Well yes Abdo, it's because you're an Arab and a Muslim. Or maybe more importantly because you are a Muslim. The Ninth Circuit Court of Appeals (who you would think would be all over individual rights) said it's okay for the FBI (or I would presume any law enforcement agency) to put GPS devices on people's cars without a warrant. And we know the FBI and police departments profile. It's a thin line, and it's certainly not fair or right. We may as a society acknowledge something is wrong when African Americans are targeted by the police more often than white people or people who "look" Latino in Arizona will now be asked for their citizenship papers. But although Juan Williams was fired for making anti-Muslim comments, his biased opinion is one that has a lot of sympathy in this country. As long as it is the other who gets the closer look at airport lines, not "us", because clearly "we" are not terrorists, "they" are. I think I can be sympathetic with the fear that gets people there, but not with the biases they insist on holding.
At the same time, I can't be sympathetic with a Muslim American who doesn't understand why they are receiving extra scrutiny. I'm not saying it's right, but I'm saying it should be pretty clear to them what forces are at work there. But how easy to drop a GPS device on someone's car? And for now, these agencies don't even need a warrant. Presumably if I put my own GPS device on somebody else's car that would be illegal, but for now the government has a legal right to do so to anyone it pleases. And I trust the government, but do not trust the individuals who must carry out these tasks. The laws of the bureaucracy usually have the best intentions and it's overzealous crackpots like the Arizona Sherrif Joe Arpaio who are able to bend the system to fit their devious means. And what makes them any better than an actual terrorist who slips through our security? How can you separate one as having any better intentions than the other?

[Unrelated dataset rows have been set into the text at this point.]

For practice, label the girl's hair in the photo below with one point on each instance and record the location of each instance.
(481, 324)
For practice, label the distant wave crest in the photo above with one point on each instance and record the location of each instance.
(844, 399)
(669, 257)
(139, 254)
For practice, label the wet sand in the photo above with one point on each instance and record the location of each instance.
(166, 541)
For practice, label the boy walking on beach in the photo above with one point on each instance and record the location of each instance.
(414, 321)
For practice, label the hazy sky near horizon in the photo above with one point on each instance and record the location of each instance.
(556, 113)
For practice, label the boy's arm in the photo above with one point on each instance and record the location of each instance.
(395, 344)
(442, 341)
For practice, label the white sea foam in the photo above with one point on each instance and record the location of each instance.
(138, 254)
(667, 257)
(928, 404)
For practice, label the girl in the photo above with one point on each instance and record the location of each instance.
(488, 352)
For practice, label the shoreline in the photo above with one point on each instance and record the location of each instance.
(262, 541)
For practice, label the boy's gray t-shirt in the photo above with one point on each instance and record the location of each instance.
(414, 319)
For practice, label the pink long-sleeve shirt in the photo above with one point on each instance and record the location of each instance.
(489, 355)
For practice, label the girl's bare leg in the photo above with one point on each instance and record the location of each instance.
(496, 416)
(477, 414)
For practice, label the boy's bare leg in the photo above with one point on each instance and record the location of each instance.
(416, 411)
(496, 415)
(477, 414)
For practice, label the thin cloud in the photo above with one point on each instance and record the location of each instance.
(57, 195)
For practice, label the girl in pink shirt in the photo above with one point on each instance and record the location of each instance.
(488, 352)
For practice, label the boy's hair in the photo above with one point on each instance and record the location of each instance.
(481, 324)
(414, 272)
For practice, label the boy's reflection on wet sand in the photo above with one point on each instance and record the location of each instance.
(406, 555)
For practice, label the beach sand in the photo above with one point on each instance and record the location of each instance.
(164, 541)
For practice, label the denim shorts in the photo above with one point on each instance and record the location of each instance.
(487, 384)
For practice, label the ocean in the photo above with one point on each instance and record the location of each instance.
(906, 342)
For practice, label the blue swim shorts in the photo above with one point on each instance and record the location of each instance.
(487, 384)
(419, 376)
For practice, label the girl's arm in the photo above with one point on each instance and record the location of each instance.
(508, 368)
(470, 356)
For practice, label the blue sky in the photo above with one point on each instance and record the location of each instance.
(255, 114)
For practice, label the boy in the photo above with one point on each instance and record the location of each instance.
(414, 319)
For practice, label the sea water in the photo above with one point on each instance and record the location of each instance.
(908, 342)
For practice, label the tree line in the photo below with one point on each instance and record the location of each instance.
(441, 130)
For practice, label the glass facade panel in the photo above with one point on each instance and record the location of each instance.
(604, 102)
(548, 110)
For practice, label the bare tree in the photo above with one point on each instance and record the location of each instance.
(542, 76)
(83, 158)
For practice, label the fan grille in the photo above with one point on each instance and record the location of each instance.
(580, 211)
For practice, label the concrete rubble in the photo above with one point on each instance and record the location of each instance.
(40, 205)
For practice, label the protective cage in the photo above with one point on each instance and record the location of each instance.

The inevitable drumbeat of technology brings us closer to a future that will be determined by what kind of people we are. Technology is only a tool. Webcams can monitor hurricanes, tornadoes, weather disasters, and fires to prevent loss of life and aid in where to quickly send emergency personnel. But they can also be used by schools to spy on their students
or cameras in general, as in most of London, whose goal is to keep street crime down but are everywhere monitoring the citizenry. For those of you worried about being targetted by tracking devices, you can use one of the many anti-GPS tracking devices
out there. They emit a frequency in a range that should block GPS devices on your car from working. Though I suspect there's some legality issues as private citizens are not supposed to be operating jamming devices of any kind. It's kind of amusing that the FBI that was so anti-computer when Robert Mueller took over in 2001 would have progressed so far to using the tools of technology as part of this post-9/11 security frenzy. But I think in the end it's not the devices nor the government that we need to worry about. It's ourselves. We allow the hysteria and the racism and the hatred and set the moral bar for what will and will not be allowed. I know libertarians like to blame the government for encroachments on our freedoms and liberty, but in the end it's a society that sets the standard, and we are each one of us a part of that.